My answer to cultural issues, then, begins with describing that learning to think away from my instincts is the key to acquiring a sociological imagination. C. Wright Mills, rebel theorist in starched 1950s America, claimed that when we see our puny lives within the great gears of society and history, we shall acquire a new sense of imagination. And from there we can imagine life as we should wish it to be, rather than merely as it is. If there’s one thing education provides, it’s a sense that the world has been many things to many people and even the staunchest of adversaries tend to have an awful lot in common with one another.

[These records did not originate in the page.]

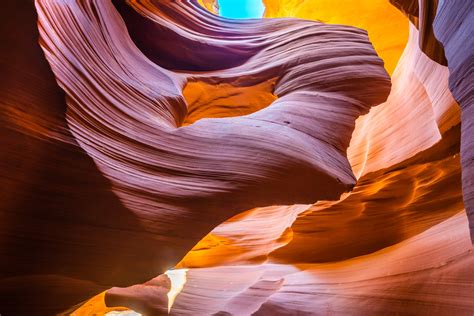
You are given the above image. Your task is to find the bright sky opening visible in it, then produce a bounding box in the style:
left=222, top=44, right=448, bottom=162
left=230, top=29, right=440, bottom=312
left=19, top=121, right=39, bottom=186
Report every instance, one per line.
left=218, top=0, right=265, bottom=19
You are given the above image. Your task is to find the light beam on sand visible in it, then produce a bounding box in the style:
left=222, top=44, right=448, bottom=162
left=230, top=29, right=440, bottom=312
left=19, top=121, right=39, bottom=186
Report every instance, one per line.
left=165, top=269, right=188, bottom=312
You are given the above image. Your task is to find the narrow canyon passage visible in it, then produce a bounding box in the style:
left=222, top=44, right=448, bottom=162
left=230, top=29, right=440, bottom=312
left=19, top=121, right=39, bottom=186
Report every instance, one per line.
left=0, top=0, right=474, bottom=316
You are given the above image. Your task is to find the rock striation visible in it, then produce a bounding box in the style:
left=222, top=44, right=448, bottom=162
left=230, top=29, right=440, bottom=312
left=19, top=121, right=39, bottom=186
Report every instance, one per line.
left=0, top=0, right=474, bottom=316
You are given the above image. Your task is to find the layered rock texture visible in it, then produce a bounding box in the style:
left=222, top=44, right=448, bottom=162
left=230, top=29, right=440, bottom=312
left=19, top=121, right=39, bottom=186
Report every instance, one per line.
left=0, top=0, right=474, bottom=316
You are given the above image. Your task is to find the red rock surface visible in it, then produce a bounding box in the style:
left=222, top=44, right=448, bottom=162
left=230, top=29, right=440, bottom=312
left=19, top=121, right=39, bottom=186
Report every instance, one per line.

Every nation has its foundational myths, for instance, and every marketplace has the notion that value is produced by an invisible hand of desire. Yet, contrary to business education where needs and wants are achieved privately and expressed publicly with dollars and labour, one might sociologically note that a certain brainwashing accompanies even our most personal wishes. The business of commerce may be the front line of politics, a land either so appalling or so boring (or both) that many of us take cover in entertainment (which is also fraught with similar perils of intellectual laxity). Calling back to Breton, then, his statement about the metal men is more than just nonsense. Nonsense says so much, like asking what would happen if someone installed a Tim Hortons drive thru and only dispensed fortune cookies. Much of life is ludicrous if we look at our dreams that way. Wouldn’t learning be better if we started closer to home? Allen Ginsberg once noted that mundane facts like shopping for groceries become relevant matters for utopic imaginings and polysci ponderings when he asked “When can I go into the supermarket and buy what I need with my good looks? America after all it is you and I who are perfect not the next world” (online).
Believing himself ugly, he assumed that a better world would start with less consideration of appearances. Our academic majors are like that too; whatever others assume about sociology or psychology we might want to throw out so that we can really address topics at hand. Answers themselves, pat assertions, comfortable in their complacency, may even be the wrong places to start. For this reason, when asked about current events, I find it helpful to respond by saying that my education leads me to ask the interlocutor what they themselves think? We’re all students of human life, after all.